Excavating personal history is not so different than researching for a historical novel, so I put together courses for Writing Your Life and for Journaling. If you are a journaler, you’re going to make life much easier for someone to write your life story or for yourself when you tackle the job one day.
Helping my students develop the craft and skills for writing personal stories was the easy part. The barrier they met was getting their work published. Meaningful events and people in our lives may not have the wide appeal publishers are looking for in memoirs, biographies or autobiographies. Those doing shorter pieces met the same barrier with periodical publishers for their essays and profiles. If these devoted writers and chroniclers wanted more than spiral bound copies of their work and could not afford self-publishing costs with hard or soft bindings, they were out of luck.
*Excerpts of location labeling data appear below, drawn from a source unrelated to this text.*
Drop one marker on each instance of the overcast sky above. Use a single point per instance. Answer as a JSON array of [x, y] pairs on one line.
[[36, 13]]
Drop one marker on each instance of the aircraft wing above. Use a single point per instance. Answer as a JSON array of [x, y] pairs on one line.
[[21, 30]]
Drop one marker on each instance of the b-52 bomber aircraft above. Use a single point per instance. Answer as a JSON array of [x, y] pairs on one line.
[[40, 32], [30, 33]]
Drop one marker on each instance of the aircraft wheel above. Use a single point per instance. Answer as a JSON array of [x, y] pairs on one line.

Not so today. Epublishing sites like Smashwords.com offers writers of family histories, personal stories short or long, the opportunity to make their precious memories available to friends, relatives and others with wide distribution in ebook form and the choice of also offering print on demand.
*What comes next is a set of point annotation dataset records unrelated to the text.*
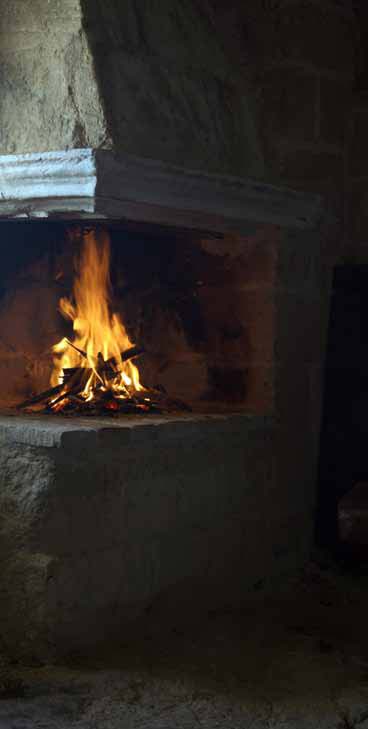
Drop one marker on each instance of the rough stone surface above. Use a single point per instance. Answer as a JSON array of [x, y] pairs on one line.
[[100, 522], [49, 94], [296, 660]]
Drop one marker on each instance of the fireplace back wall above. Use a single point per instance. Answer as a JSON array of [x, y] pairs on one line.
[[201, 307]]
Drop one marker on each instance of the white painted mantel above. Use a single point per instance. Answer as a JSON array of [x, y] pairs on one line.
[[99, 184]]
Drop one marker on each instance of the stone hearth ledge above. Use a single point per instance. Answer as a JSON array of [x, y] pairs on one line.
[[50, 431], [100, 523], [100, 184]]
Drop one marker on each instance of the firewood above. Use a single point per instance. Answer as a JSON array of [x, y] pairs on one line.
[[39, 398]]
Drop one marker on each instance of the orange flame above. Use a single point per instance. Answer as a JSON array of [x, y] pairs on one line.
[[98, 332]]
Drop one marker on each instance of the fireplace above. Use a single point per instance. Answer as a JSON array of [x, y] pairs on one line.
[[194, 312], [112, 512]]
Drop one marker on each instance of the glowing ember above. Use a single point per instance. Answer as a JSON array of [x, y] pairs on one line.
[[93, 372]]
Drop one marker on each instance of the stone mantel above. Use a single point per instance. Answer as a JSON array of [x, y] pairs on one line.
[[99, 184]]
If you have always wanted to preserve or share a family history or transmit your cultural heritage to younger generations, start interviewing your elders or writing down your own memories. Include family legends and family folklore. Smart phone apps and digital recorders can make that task easier and some even put your words directly into a print file.
If technology mystifies you, draft a son, daughter, grandchild or friend into scanning your work into a Word file. Gather photographs and copies of any documents you might want to include in your book and note where they belong in the account you are writing.
12 tips for writing a personal story:
- Decide on the person or event to write about.
- Decide on the format and whether to do a factual account or reminiscence.
- Collect photographs and documents to include.
- Decide what point of view to use to capture the essence of the person you are writing about.
- Outline the book or piece and write a fast first draft.
- Research supporting details and re-interview if needed.
- Revise and add dialogue, humor when called for, and accurate setting descriptions to make the story live.
- Have the subject read and check for accuracy and a qualified editor check the manuscript for needed edits.
- Design or have designed an appropriate cover.
- Write a long and a short description of your book.
- Format according to the publishing venue you have chosen.
- Upload to the epublisher according to guidelines.
Spread the word! Family members and others will treasure your work in years to come.